Mais dinheiro, com menos resultados

postado em 01/08/2016 00:00


Pesquisador do Centro de Estudo de Atletismo, Fernando Franco culpa o baixo rendimento do Brasil ao comodismo do índice em detrimento de um maior aperfeiçoamento. ;A meta daqui é apenas o índice, mas que não dá chance alguma de ir a uma final;, crava.

Os números respaldam a afirmação. Vários atletas conquistaram um tempo bem próximo ou idêntico ao classificatório, mas nenhum deles com possibilidade de alcançar o pódio. Nos 800m, por exemplo, o recorde brasileiro é do brasiliense Joaquim Cruz e está intacto há 32 anos. Ele obteve seus melhores tempos em 1984, logo após conquistar o ouro nos Jogos de Los Angeles. Na época, fez 1min41s77. Em 2012, Fabiano Peçanha ficou na marca de 1min46s29, suficiente apenas para as semifinais. Todos os finalistas ficaram abaixo de 1min43s. Para a Rio-2016, Kleberson Davide e Lutimar Abreu, representantes nesta temporada, obtiveram tempo de 1min45s.

Não é por falta de dinheiro que o Brasil não avança no atletismo. Fernando Franco apresentou um levantamento do antes e do depois da Lei Agnelo/Piva. Ele aponta investimento do Ministério do Esporte de mais de R$ 130 milhões na Confederação Brasileira de Atletismo (CBAt). ;Entre 1995 e 2000, houve uma pequena evolução. Depois de 2001, os gráficos estão paralelos. Não tínhamos verba, mas o Robson Caetano foi finalista. Hoje, temos e não conseguimos uma final;, lamenta o pesquisador.

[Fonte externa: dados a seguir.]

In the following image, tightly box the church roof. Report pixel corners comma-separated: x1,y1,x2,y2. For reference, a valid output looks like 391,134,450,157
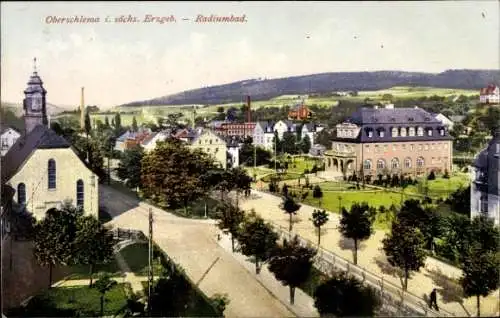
24,71,47,94
2,125,71,181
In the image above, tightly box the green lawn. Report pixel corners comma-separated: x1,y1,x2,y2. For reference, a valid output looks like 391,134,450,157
299,267,328,297
120,243,163,276
17,284,127,317
394,173,470,198
261,172,302,182
288,157,320,174
68,258,123,279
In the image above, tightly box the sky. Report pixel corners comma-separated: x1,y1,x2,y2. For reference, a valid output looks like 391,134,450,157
1,1,500,108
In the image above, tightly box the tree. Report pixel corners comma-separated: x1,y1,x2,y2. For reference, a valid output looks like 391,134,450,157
300,135,311,153
382,220,427,291
314,273,382,317
74,215,115,286
273,131,283,155
427,170,436,180
132,116,139,131
114,113,122,130
150,270,193,317
397,199,442,250
280,196,300,232
216,203,245,252
314,129,334,149
312,209,328,246
281,131,297,155
269,236,316,305
34,205,79,288
446,186,470,216
239,143,272,166
229,167,252,206
116,145,144,189
313,185,323,207
340,202,375,264
85,111,92,138
460,244,500,317
141,139,215,212
94,273,116,317
238,211,278,274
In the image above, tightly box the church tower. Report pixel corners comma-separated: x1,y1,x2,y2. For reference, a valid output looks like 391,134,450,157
23,58,48,135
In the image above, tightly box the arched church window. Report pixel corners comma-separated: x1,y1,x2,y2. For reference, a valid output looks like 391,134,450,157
76,179,85,209
47,159,56,189
17,183,26,205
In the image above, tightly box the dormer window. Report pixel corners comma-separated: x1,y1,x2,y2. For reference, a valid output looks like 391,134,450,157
417,127,424,137
399,127,406,137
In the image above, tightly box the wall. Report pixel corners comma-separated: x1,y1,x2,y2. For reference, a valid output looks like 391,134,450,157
8,148,99,219
332,141,453,175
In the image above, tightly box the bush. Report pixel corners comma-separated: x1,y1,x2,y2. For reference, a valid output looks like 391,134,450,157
443,169,450,179
427,170,436,180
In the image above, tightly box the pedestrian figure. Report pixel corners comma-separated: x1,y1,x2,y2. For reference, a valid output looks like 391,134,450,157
429,288,439,311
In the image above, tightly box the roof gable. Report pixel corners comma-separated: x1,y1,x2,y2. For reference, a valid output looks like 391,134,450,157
2,125,71,181
348,107,440,125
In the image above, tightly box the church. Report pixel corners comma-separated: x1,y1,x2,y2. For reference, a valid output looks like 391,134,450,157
470,128,500,226
0,66,99,219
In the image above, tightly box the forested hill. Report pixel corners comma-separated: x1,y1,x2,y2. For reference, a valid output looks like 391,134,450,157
121,70,500,106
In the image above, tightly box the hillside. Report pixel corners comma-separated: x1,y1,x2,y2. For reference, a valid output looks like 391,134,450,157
2,102,66,116
121,70,500,107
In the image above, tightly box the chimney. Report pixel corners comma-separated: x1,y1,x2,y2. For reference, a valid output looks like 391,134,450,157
80,87,85,129
247,95,252,123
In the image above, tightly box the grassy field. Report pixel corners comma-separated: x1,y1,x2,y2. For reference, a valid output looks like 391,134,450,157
120,243,163,276
404,173,470,198
288,157,320,174
68,258,124,279
18,284,128,317
111,86,478,115
48,86,478,126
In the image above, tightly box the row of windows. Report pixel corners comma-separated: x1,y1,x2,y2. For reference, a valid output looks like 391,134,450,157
17,179,85,209
363,157,425,170
198,139,217,145
365,143,448,152
366,127,445,138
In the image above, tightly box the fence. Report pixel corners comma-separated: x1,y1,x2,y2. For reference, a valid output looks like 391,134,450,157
270,222,454,317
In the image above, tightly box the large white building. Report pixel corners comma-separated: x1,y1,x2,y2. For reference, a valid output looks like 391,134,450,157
253,120,323,151
471,129,500,226
1,67,99,219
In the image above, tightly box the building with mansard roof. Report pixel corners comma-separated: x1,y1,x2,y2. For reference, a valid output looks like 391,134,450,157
325,105,453,180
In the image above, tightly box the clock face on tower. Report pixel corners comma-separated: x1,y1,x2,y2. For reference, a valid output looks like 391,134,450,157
31,94,42,111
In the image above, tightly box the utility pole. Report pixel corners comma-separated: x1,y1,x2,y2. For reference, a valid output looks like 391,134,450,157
108,143,113,185
274,134,278,173
253,145,257,174
148,208,153,317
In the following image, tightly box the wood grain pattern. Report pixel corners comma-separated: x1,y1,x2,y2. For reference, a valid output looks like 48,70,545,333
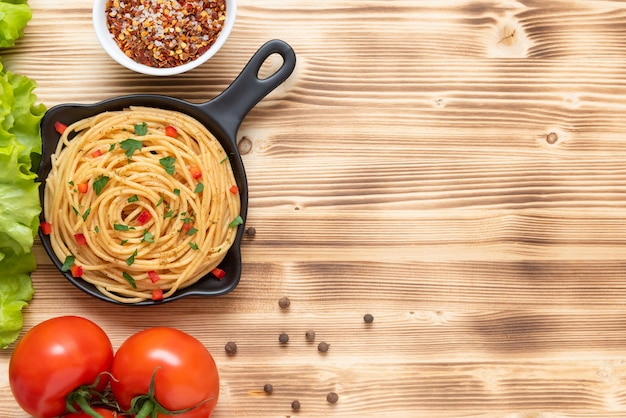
0,0,626,418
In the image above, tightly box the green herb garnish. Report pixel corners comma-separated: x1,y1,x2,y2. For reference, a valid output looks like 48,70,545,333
134,122,148,136
120,138,143,160
159,157,176,175
122,272,137,289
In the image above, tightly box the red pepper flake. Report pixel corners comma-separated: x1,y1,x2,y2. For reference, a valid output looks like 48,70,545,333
74,234,87,245
76,183,89,193
165,125,178,138
70,264,83,278
137,210,152,225
148,270,161,283
106,0,226,68
189,165,202,180
54,121,67,135
152,289,163,300
211,267,226,280
39,222,52,235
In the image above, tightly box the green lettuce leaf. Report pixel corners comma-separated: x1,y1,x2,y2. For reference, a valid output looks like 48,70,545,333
0,0,46,348
0,0,32,48
0,141,41,258
0,248,36,348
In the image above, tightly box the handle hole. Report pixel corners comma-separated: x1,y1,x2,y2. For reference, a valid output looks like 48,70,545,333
257,53,285,80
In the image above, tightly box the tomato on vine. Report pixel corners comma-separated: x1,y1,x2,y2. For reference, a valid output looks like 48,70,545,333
9,316,113,418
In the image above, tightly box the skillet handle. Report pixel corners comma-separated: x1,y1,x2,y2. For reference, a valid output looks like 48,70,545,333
199,39,296,142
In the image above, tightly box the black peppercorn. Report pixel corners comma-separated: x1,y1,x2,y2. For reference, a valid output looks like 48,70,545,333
326,392,339,403
278,296,291,309
224,341,237,355
317,342,330,353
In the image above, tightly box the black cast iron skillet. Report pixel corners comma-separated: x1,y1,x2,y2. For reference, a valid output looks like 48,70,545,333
38,40,296,305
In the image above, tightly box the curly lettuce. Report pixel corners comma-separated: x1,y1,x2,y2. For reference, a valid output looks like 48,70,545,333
0,0,32,48
0,0,46,348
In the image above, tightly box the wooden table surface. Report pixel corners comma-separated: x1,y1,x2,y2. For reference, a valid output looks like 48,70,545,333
0,0,626,418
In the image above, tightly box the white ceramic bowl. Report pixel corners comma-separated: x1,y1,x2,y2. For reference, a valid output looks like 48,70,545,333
92,0,237,76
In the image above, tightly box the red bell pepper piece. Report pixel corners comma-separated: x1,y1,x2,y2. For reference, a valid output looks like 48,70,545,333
152,289,163,300
148,270,160,283
189,165,202,180
54,121,67,135
74,234,87,245
70,264,83,277
165,125,178,138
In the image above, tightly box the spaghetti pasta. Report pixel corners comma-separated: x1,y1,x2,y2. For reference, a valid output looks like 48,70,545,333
44,107,242,303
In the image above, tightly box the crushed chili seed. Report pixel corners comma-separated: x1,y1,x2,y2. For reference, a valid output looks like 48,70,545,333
106,0,226,68
278,296,291,309
224,341,237,355
326,392,339,403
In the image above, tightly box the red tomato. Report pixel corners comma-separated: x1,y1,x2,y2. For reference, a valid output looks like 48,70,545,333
9,316,113,418
111,327,219,418
63,407,122,418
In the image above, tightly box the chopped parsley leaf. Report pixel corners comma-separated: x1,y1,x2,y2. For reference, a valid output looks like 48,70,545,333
122,272,137,289
120,138,143,160
159,157,176,175
134,122,148,136
93,174,110,196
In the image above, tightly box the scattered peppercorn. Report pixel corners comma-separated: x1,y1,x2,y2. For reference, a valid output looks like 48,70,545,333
224,341,237,355
278,296,291,309
326,392,339,403
317,341,330,353
106,0,226,68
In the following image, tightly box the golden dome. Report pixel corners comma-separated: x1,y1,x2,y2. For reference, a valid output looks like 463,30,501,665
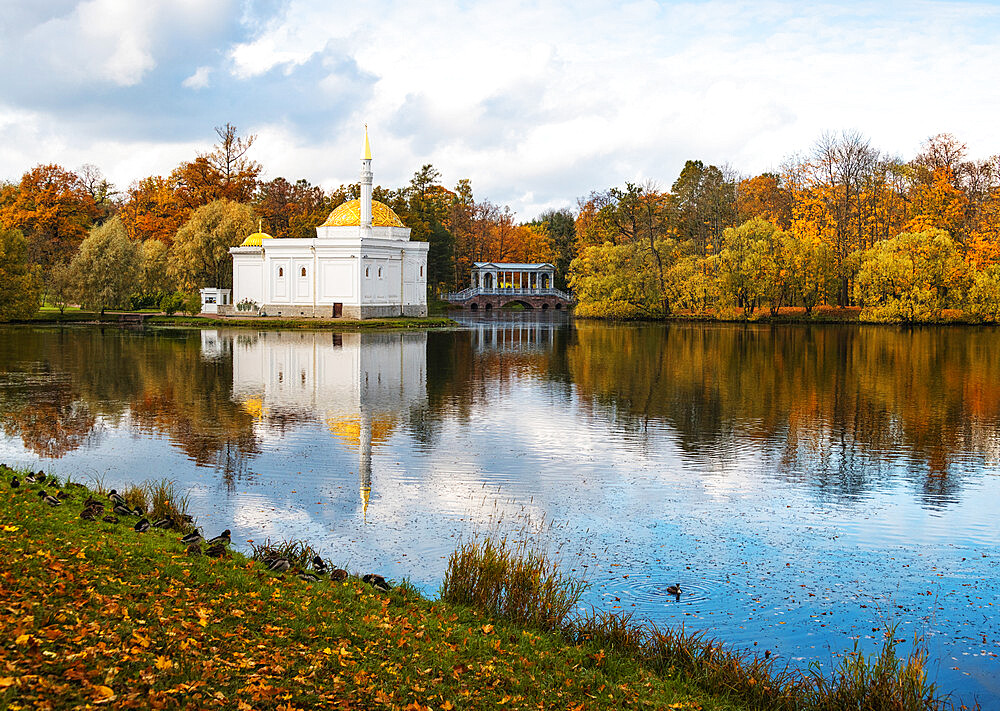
320,200,403,227
240,232,274,247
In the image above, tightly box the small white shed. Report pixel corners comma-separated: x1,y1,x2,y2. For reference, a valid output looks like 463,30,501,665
199,289,233,314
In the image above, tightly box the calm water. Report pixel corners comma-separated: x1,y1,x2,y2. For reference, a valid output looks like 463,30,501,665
0,314,1000,708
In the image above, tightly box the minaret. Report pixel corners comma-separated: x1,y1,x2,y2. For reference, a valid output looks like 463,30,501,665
361,124,372,231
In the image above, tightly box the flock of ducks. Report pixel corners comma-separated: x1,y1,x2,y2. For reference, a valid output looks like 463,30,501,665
0,464,392,592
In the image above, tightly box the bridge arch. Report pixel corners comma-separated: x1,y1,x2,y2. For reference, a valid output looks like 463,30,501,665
500,299,534,311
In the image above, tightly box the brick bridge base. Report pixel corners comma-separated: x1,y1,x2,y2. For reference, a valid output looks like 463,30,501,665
451,294,573,311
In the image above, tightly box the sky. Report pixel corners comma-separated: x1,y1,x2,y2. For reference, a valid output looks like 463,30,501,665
0,0,1000,220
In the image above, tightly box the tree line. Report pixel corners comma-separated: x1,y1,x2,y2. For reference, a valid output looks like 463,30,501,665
570,132,1000,322
0,129,1000,321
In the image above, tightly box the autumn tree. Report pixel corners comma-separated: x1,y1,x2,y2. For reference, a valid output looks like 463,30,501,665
45,262,76,314
0,227,41,321
253,178,330,238
669,160,736,255
118,176,191,245
535,209,576,289
70,217,140,314
736,173,792,230
855,230,968,323
168,200,256,292
0,164,101,270
139,239,174,303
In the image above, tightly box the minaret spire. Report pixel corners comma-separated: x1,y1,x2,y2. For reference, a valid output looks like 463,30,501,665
361,124,372,230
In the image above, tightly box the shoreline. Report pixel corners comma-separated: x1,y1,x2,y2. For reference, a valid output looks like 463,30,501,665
3,311,458,331
0,465,952,711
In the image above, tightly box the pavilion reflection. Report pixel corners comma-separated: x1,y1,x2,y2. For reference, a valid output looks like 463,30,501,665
218,331,427,514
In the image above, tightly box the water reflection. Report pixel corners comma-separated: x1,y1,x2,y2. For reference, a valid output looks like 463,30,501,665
223,331,427,515
0,324,1000,705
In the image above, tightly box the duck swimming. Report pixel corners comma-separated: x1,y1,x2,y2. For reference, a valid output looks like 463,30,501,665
361,573,392,592
209,528,233,546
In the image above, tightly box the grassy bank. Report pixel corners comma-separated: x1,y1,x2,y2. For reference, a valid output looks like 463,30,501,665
12,309,456,331
0,471,744,711
0,469,950,711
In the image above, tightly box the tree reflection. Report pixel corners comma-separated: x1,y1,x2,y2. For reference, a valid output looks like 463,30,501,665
568,322,1000,501
0,328,257,465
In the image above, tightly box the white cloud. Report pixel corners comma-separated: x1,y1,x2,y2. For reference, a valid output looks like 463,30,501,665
181,67,212,89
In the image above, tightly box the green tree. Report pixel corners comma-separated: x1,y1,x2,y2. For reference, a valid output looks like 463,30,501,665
854,229,968,323
403,164,455,290
0,227,41,321
168,200,256,292
70,217,140,314
45,262,76,314
139,239,174,302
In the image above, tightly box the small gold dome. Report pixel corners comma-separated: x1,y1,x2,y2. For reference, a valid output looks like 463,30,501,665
240,232,274,247
320,200,403,227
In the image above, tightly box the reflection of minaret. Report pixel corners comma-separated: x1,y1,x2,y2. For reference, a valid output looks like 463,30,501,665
358,409,372,522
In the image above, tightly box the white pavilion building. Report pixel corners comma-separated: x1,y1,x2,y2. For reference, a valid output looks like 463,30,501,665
229,128,428,318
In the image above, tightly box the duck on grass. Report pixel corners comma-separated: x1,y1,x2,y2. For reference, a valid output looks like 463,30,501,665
0,466,968,710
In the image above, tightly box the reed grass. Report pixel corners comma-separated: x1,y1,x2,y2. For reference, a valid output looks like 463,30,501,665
440,537,978,711
250,538,316,570
440,537,587,630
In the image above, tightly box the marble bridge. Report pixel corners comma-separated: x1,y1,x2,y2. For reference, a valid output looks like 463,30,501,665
444,262,574,311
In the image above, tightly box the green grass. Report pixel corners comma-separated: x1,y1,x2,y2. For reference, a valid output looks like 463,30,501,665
0,464,746,711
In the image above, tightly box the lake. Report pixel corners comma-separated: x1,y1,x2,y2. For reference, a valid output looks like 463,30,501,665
0,312,1000,708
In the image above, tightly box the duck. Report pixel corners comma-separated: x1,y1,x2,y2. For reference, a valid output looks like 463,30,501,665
209,528,233,546
80,506,100,521
264,558,292,573
361,573,392,592
313,556,330,575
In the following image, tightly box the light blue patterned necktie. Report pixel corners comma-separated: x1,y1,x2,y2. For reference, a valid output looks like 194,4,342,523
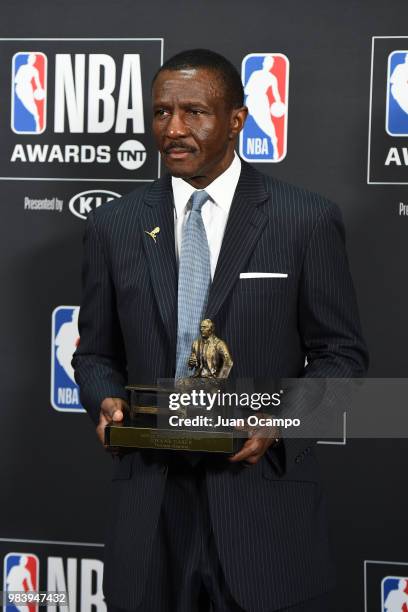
176,190,211,379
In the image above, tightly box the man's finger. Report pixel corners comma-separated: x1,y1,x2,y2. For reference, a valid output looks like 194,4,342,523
229,438,262,463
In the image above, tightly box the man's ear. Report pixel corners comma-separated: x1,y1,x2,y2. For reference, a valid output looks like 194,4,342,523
229,106,248,139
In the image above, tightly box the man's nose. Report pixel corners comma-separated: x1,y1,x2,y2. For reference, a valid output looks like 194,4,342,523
166,113,188,138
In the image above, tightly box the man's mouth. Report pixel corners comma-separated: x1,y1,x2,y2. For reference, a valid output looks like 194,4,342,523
164,145,194,159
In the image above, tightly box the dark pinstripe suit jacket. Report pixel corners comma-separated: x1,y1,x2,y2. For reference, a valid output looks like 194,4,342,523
73,163,367,612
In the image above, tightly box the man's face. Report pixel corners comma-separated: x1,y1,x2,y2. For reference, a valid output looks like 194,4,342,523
200,322,213,338
152,68,247,188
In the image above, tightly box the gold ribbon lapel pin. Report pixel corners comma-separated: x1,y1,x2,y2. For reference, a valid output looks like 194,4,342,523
145,227,160,242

A CBAt se defende. Superintendente de Alto Rendimento, Antonio Carlos Gomes destaca que um dos principais problemas é integrar o futuro atleta. De acordo com ele, há dificuldade de acesso a ambientes escolares e é complicado para o jovem entrar num clube de iniciação. Além disso, na opinião do dirigente, faltam programas de seleção para direcionar os candidatos a competidores e uma política esportiva capaz de promover o jovem ao esporte. Apesar disso, Gomes frisa: ;Estaremos com a maior delegação de todos os tempos, mesmo sem cobrirmos todas as provas;.

O dirigente acredita que vários brasileiros serão finalistas na Rio. ;É difícil fazer um prognóstico de medalhas, mas temos algumas provas com destaque, como marcha atlética (feminino e masculino), salto com vara, salto em distância (masculino), maratona e revezamentos;, avalia.